Ein Mann mit Skibrille und Winterkleidung posiert vor einer verschneiten Berglandschaft.

„Die Strecke ist in ausgezeichnetem Zustand und eigentlich rennfertig“, erklärt Überall den Pausentag, der für ihn keiner ist. Die Hahnenkamm-Rennen sind für den 31-Jährigen ein Ganzjahresjob. Das Organisationskomitee ist seit 7. Jänner im Einsatz. Damit der Berg zur großen Skiarena wird, feuern die Bergbahnen seit November in jeder möglichen Minute aus allen Rohren Kunstschnee in die Landschaft. Rund um das Event arbeiten etwa 350 Einheimische aus Kitzbühel und Umgebung an dieser alpinen Bühne.

„Das Hahnenkamm-Rennen ist schon ein Bindeglied“, sagt Überall, zur Bedeutung des Events für das soziale Gefüge der Stadt mit ihren 8.200 Einwohnern befragt. „Die Bevölkerung ist stolz darauf“, sagt auch Alexander Russegger. Der in Wien aufgewachsene Salzburger lebt seit 1971 in Kitzbühel und hat vor seiner Pensionierung ein Vierteljahrhundert als Lokaljournalist über die Stadt berichtet.

Ein älterer Mann sitzt auf einem Balkon mit Blick auf eine Berglandschaft.

Alexander Russegger

Der 75-Jährige kennt auch die Grenzen der Euphorie bei den Einheimischen. „Viele bleiben an diesem Wochenende daheim und schauen sich die Rennen lieber im Fernsehen an. Entweder, weil sie es einfach schon kennen, oder, weil sie den Wirbel nicht mögen.“ In der Woche vor dem Massenansturm der Ski-Fans – bis zu 100.000 kommen an einem Wochenende – sind die Kitzbüheler aber noch unter sich. Die Zahl der Touristen, die im sogenannten Jännerloch durch die schmucke Altstadt flanieren, ist überschaubar.

Dafür, dass ab dem heutigen Sonntag hier eine Partyzone entsteht, ist Ulli Dorner von der Eventfirma Rass & Dorner verantwortlich. „Die Fanmeile ist ein schwieriges Kapitel“, weiß er aus langjähriger Erfahrung: „Einerseits sollen wir Party machen, andererseits müssen wir die Sicherheit garantieren.“

Ein Mann mit Mütze und Sonnenbrille lehnt an einem Stapel Steine vor Holzhütten.

Lehre aus Exzessen

Es gilt aber auch, das Ganze für die Bevölkerung erträglich zu gestalten. Rund um die Jahrtausendwende gab es regelrechte Exzesse, die für die Kitzbüheler etwa mit unliebsamen menschlichen Hinterlassenschaften in Hauseingängen endeten.

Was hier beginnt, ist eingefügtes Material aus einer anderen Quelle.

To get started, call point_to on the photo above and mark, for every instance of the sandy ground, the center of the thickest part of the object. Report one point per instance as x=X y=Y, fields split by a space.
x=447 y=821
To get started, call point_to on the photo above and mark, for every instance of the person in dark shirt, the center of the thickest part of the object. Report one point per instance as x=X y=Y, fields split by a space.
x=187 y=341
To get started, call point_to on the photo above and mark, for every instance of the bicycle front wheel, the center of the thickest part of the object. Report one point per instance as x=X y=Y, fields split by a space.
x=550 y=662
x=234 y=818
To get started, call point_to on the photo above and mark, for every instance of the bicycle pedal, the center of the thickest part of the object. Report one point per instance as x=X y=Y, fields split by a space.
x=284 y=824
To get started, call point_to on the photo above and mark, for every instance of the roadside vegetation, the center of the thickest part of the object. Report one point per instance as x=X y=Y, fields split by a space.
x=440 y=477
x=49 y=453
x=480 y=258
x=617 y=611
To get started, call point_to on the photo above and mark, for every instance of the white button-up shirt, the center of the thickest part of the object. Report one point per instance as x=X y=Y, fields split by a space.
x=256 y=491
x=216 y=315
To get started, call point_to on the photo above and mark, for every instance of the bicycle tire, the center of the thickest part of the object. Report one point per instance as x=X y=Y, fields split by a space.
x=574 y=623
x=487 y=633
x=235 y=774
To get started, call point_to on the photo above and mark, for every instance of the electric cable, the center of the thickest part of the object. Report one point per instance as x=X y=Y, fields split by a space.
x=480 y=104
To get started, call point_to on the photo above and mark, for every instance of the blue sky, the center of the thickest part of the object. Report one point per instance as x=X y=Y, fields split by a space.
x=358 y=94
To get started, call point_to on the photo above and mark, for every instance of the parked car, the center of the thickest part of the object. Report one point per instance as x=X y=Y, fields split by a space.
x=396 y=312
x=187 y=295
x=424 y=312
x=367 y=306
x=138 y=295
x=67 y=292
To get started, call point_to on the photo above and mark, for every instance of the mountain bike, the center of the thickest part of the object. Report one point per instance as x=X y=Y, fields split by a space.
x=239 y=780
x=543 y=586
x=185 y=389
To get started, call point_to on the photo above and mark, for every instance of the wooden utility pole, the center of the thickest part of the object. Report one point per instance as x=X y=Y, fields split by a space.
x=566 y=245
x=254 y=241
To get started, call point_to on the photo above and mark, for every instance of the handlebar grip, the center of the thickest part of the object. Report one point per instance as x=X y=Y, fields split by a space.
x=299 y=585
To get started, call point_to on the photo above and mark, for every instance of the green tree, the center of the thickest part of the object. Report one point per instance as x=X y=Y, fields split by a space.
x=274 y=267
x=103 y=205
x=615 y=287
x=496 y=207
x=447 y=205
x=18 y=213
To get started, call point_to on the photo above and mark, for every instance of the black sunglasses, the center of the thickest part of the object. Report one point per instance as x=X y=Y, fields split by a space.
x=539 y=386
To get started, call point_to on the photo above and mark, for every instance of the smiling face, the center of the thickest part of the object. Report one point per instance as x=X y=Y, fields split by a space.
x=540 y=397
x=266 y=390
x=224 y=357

Aufgabe von Dorner ist es, die Massen in Bahnen zu lenken. „Wir haben ein einheitliches Musiksystem im Areal. So können wir die Leute und die Stimmung steuern, indem wir etwa die Lautstärke rausnehmen“, erklärt er. Eine weitere Lehre aus der Vergangenheit: keine harten Getränke an den 42 Ständen und Sperrstunde um 22 Uhr.